И все таки я поднатужился в третий раз;

потом замер, прислушался. Полная тишина. Я последний раз толкнулся в крышку, махнул рукой и слез обратно на дно. Чиркнул спичкой, вновь зажег походный фонарь. Подергал ручки тяжелых дверей. Те были неприступны. Я настежь распахнул дверцы буфета. Там имелось столько же посуды, сколько смысла — в том, что произошло минуту назад: ноль. Злобно ворча, я вспомнил отплытие Кончиса. Этакая фея крестная из сказки: разудалое прощанье, салют, бутылка «Крюга». Дворцовые празднества завершились. Вот только свихнувшийся Просперо ни за какие коврижки не выпустит Миранду из лап.

Стоя у подножья лесенки, я кипел от ярости, тщась постигнуть заячьи петли безжалостного старца, расшифровать сочиненный им палимпсест. Пресловутый «театр без зрительного зала» — чушь, эта фраза ничего не объясняет. Без зрителей ни одному актеру (или актрисе) не обойтись. Возможно, в своих действиях он отчасти и руководствуется некой театральной концепцией, но, пользуясь его собственным выражением, «домашний спектакль — всего лишь метафора.». Что ж получается? Речь идет о новой, непостижимой философии — о метафоризме? Похоже, он воображает себя профессором умозрительного переносного факультета, Эмпсоном* случайных сплетений. Наконец голова моя загудела от умственных потуг, а в итоге зона неопределенности только расширилась. Накрыла, кроме Кончиса, и Жюли, и Джун. Взять хотя бы дни, когда Жюли прикидывалась шизофреничкой. Прикидывалась? Да да, все было рассчитано заранее, меня обрекли на вечную жажду, на вечную муку, меня дразнили, как боги дразнили Тантала. Но разве может девушка так живо играть любовь — а я точно въяве ощущал на себе ее поцелуи, вновь слышал ее неприкрыто страстный, настойчивый шепот, — ни капли ни любя? Если она и вправду не страдает умственным расстройством, если не убеждена подсознательно, что вольна предать свои прежние обеты?

И человек, называющий себя врачом, смотрит на все это сквозь пальцы!
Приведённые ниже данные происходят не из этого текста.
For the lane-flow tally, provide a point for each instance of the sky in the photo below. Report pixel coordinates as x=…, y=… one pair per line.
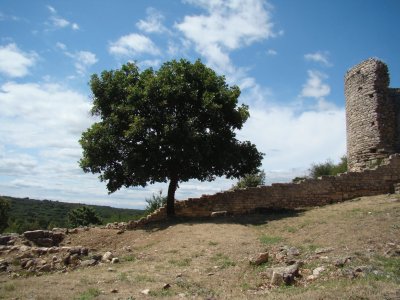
x=288, y=57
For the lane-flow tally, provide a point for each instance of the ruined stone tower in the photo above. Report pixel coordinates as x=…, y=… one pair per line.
x=372, y=115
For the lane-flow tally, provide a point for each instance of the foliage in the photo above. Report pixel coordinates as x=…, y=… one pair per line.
x=83, y=216
x=4, y=213
x=250, y=180
x=155, y=202
x=328, y=168
x=29, y=214
x=173, y=124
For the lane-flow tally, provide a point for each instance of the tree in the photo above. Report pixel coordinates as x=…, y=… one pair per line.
x=83, y=216
x=173, y=124
x=250, y=180
x=328, y=168
x=4, y=209
x=155, y=202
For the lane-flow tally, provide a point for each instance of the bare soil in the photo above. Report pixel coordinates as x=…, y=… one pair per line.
x=209, y=259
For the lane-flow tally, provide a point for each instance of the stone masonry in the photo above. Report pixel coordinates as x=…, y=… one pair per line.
x=373, y=144
x=372, y=115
Чудовищно.

После получаса безуспешных попыток крышка люка нехотя поддалась моему нажиму. Раз, два, три, — я вновь на воле. Море и лес совершенно пустынны. Я взобрался на гребень, чтобы расширить обзор. Ясное дело, ни души. В алеппских соснах хозяйничал ветер, ровный, высокомерный, неземной. Клок белой бумаги, обеденная обертка, лениво колыхался на смилаксовых колючках ярдах в пятидесяти от меня. Корзинка и сумка лежали там, где мы их оставили;

розовая панама — там, куда ее положила Жюли.

Через две минуты я добрался до виллы. Тут с моего ухода ничего не изменилось;

ставни все так же заперты. Я заспешил по колее к воротам. И здесь, как и в первый приход, в глаза мне бросилась подсказка самоделка.
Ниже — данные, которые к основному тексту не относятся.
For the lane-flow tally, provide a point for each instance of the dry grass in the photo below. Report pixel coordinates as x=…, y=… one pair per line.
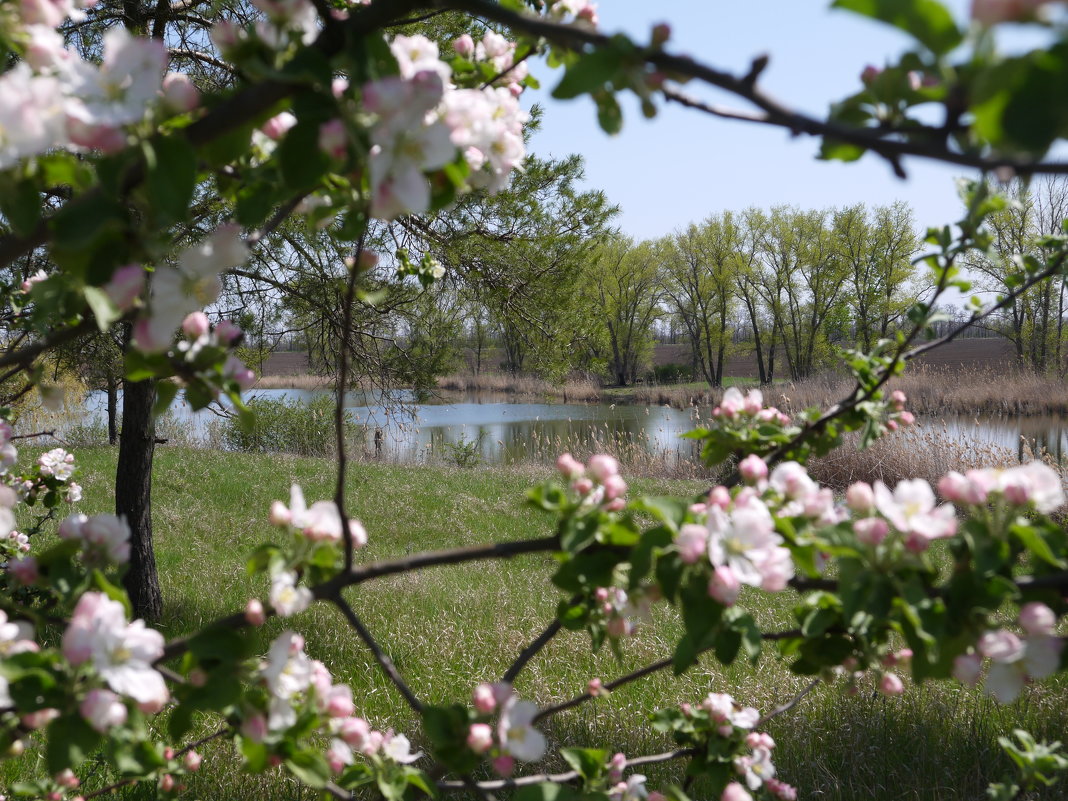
x=935, y=390
x=304, y=381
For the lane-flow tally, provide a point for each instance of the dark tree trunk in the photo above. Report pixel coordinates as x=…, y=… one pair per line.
x=134, y=496
x=112, y=410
* Скорее всего, имеется в виду Уильям Эмпсон — поэт, критик, автор редактировавшегося Ф. Р. Ливисом журнала «Скрутини» — органа «кембриджской школы» литературоведения, требовавшей от литературных произведений прежде всего внятности содержания.

Точнее, две подсказки.

Они свисали с сосновой ветки неподалеку от ворот, на середине колеи, футах в шести над землей, покачивались на ветерке, беззлобные и праздные, вскользь тронутые солнцем. Кукла.

И человеческий череп.

Череп — на черном шнурке, продетом в дырочку, бережно просверленную в затылочной кости, кукла — на белом. Петля охватывала ее шею. Повешена во всех смыслах слова. Дюймов восемнадцати ростом, грубо вырезанная из деревяшки и покрашенная черным, с впопыхах процарапанными ухмылкой и зенками. Единственное одеяние — привязанные к лодыжкам пучки белой шерсти. Кукла изображала Жюли и подразумевала, что Жюли — это зло, что под белой оболочкой безгрешности в ней таится чернота.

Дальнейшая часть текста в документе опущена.